Dei 34 casi probabili in Italia, «troviamo diversi agenti eziologici che potrebbero o non potrebbero essere la causa di questa forma di epatite acuta. Nel 10,5 per cento dei casi come la casistica europea troviamo alla PCR il Sars-CoV-2. L‘adenovirus lo troviamo nel 43% dei casi, una percentuale piuttosto elevata ma al di sotto del 50%. Dopodiché questo adenovirus lo troviamo nelle feci nel 25% dei casi che non è specifico di un infezione che coinvolge il fegato».
«Siamo in contatto l’ECDC – continua Rezza – perché abbiamo sostanzialmente il dovere di inviare i dati ogni settimana che siano confrontabili con quelli di altri paesi europei. Si era riunita l’unità di crisi che ora si è spostata sul monkeypox. Le riunioni si sono susseguite per circa 3-4 settimane di seguito. Dopodiché la situazione sembra essersi stabilizzata». In Europa, invece, i casi sono in aumento. «A livello europeo – dice Rezza . sono stati segnalati circa 450 casi di questa nuova epatite di origine non conosciuta. Però la maggior parte dei casi è stata segnalata nel Regno Unito, dove sicuramente ci sono stati dei segnali di allerta: a fronte di 1, 2 o 3 trapianti nei bambini che si verificano ogni anno ad averne 10, direi che qualcosa evidentemente c’è e non si può ignorare».
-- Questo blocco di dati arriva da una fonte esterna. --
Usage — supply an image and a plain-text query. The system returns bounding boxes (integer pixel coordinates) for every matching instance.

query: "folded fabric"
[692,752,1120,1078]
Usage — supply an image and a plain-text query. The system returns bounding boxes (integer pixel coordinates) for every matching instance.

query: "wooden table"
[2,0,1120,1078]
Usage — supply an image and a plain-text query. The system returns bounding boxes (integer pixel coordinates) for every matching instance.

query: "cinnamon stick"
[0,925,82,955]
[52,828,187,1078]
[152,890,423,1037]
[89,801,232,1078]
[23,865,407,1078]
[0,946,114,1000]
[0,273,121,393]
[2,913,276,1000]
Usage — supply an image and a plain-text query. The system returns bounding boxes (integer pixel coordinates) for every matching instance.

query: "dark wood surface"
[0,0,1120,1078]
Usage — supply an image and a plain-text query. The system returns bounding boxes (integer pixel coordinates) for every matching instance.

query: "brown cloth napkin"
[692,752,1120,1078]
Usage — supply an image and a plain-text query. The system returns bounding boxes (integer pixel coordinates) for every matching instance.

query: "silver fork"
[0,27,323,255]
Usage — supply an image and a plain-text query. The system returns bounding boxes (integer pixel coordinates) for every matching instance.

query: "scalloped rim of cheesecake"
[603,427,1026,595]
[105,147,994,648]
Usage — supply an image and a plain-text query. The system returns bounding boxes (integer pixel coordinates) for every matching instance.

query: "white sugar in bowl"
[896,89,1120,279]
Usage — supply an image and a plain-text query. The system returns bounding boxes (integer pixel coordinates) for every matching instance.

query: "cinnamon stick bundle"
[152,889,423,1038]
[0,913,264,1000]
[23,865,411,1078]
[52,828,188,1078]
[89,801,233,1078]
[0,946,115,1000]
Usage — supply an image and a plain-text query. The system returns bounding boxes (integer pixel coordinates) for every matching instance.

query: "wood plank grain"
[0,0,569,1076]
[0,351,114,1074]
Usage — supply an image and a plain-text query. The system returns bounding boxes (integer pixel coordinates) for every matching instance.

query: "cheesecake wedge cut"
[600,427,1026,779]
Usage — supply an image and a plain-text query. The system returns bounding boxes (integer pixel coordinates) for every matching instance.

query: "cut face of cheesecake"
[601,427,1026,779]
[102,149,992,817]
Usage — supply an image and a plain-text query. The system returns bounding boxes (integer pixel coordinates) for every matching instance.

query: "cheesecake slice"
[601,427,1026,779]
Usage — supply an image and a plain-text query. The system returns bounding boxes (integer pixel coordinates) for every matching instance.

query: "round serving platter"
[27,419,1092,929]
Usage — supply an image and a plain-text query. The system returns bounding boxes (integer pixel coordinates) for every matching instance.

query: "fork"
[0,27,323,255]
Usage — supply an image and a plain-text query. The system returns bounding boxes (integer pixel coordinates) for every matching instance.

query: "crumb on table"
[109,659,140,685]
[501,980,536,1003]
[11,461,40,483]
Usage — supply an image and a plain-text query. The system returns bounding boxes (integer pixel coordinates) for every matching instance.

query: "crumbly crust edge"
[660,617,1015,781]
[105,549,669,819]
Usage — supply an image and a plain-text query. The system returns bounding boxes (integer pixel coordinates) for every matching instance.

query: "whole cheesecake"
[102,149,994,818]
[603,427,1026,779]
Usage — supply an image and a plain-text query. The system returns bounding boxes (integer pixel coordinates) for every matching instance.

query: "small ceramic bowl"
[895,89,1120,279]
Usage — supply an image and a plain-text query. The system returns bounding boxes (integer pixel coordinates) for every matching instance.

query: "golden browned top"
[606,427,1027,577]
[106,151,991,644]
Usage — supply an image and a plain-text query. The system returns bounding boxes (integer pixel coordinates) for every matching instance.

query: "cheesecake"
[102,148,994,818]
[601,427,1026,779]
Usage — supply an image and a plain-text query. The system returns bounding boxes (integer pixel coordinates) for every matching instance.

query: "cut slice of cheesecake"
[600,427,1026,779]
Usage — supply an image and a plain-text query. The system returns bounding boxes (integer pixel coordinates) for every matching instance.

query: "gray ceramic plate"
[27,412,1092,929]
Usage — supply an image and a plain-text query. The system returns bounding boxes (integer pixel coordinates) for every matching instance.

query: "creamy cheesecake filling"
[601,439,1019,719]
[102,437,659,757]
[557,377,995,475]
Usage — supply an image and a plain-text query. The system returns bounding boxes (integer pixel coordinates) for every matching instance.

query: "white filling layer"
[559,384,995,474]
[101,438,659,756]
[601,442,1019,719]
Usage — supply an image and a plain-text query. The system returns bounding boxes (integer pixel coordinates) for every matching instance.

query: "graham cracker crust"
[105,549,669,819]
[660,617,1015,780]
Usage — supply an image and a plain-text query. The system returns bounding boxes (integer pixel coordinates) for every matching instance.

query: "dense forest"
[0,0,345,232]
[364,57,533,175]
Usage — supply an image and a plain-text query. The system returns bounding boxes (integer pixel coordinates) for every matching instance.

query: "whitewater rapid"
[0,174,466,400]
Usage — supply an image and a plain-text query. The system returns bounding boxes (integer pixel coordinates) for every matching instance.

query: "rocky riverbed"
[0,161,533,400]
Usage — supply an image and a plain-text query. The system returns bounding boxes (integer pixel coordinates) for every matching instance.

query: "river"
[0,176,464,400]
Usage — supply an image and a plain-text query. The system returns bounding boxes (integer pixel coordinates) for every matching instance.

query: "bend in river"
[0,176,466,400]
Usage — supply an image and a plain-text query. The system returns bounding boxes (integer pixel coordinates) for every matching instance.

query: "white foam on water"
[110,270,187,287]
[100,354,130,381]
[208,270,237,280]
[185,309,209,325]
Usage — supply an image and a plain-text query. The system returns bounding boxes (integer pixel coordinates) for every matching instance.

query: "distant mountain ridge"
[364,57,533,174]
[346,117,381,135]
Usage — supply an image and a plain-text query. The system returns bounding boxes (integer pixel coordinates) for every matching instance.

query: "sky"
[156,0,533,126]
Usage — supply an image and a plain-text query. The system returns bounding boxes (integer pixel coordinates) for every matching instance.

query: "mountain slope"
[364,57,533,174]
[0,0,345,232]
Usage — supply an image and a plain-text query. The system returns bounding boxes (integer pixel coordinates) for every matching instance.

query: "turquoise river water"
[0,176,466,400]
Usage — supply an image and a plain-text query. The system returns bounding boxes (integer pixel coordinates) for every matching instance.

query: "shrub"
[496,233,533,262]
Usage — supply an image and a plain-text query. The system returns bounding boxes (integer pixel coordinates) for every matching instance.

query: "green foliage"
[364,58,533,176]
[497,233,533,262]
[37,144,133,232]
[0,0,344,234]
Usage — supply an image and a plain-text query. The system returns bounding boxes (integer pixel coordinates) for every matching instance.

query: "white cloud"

«La buona notizia è che la maggior parte degli oltre 900 casi registrati nel mondo, guarisce da sola, in modo autonomo», dice Giuseppe Indolfi, pediatra ed epatologo dell’Azienda ospedaliero-universitaria Meyer, Università degli Studi di Firenze, membro del gruppo di lavoro sulle epatiti della Società Italiana di Pediatria, intervenuto all’evento di Etica. «I sintomi peculiari presentati dai bambini in pronto soccorso sono stati soprattutto gastrointestinali e respiratori, con una condizione giallastra ‘itterica’ della cute». Dopo aver specificato che la patologia, nella maggior parte dei casi, si risolve da sola, Indolfi aggiunge: «C’è poi 1 caso su 3 di questi bambini che presenta insufficienza epatica acuta e rischia di andare in terapia intensiva. Di questa percentuale, circa l’8 per cento ha avuto infine urgenza di un trapianto di fegato».
«Siamo di fronte a due scenari: sono stati riportati un numero di casi che non corrispondono ad un incremento reale oppure abbiamo davanti qualcosa di effettivamente nuovo, correlabile alla pandemia tramite l’adenovirus 41», dice Massimo Galli, già direttore del reparto malattie infettive dell’Ospedale Sacco di Milano, nel suo intervento -. Allo stato attuale dei fatti, possiamo fare solo delle ipotesi, come quella fatta da 3 ricercatori giapponesi di Kyoto che mettono in correlazione le epatiti pediatriche e Omicron». Galli cita anche uno studio che sarà pubblicata solo ai primi di luglio sulla rivista The Lancet, il quale ipotizza come la persistenza del Sars-CoV-2 nel tratto gastro-intestinale potrebbe aver determinato un rilascio di proteine attraverso l’epitelio intestinale comportando, a sua volta, un’attivazione immunomediata in ragione di un super-antigene.
Gli scienziati ipotizzano il ruolo di «un super-antigene simile all’enterotossina b dello stafilococco che può essere in grado di attivare, in modo esteso e non specifico, le cellule T», dice Galli. «Questo processo potrebbe essere considerato il meccanismo che scatena l’autodistruzione del fegato e dunque il manifestarsi delle epatiti pediatriche acute. Ma – continua – sono solo ipotesi. Piuttosto mi chiedo: perché non abbiamo il caso di una scolaresca che, insieme, ha avuto l’epatite? I dati a disposizione fanno pensare che in realtà non si sono verificate vere epidemie, facendo escludere la presenza di un virus ancora sconosciuto. Piuttosto, mi sorprende il fatto che ancora non si sia pensato a raccogliere e incrociare dati clinici del fegato provenienti dalle autopsie o dai fegati espiantati».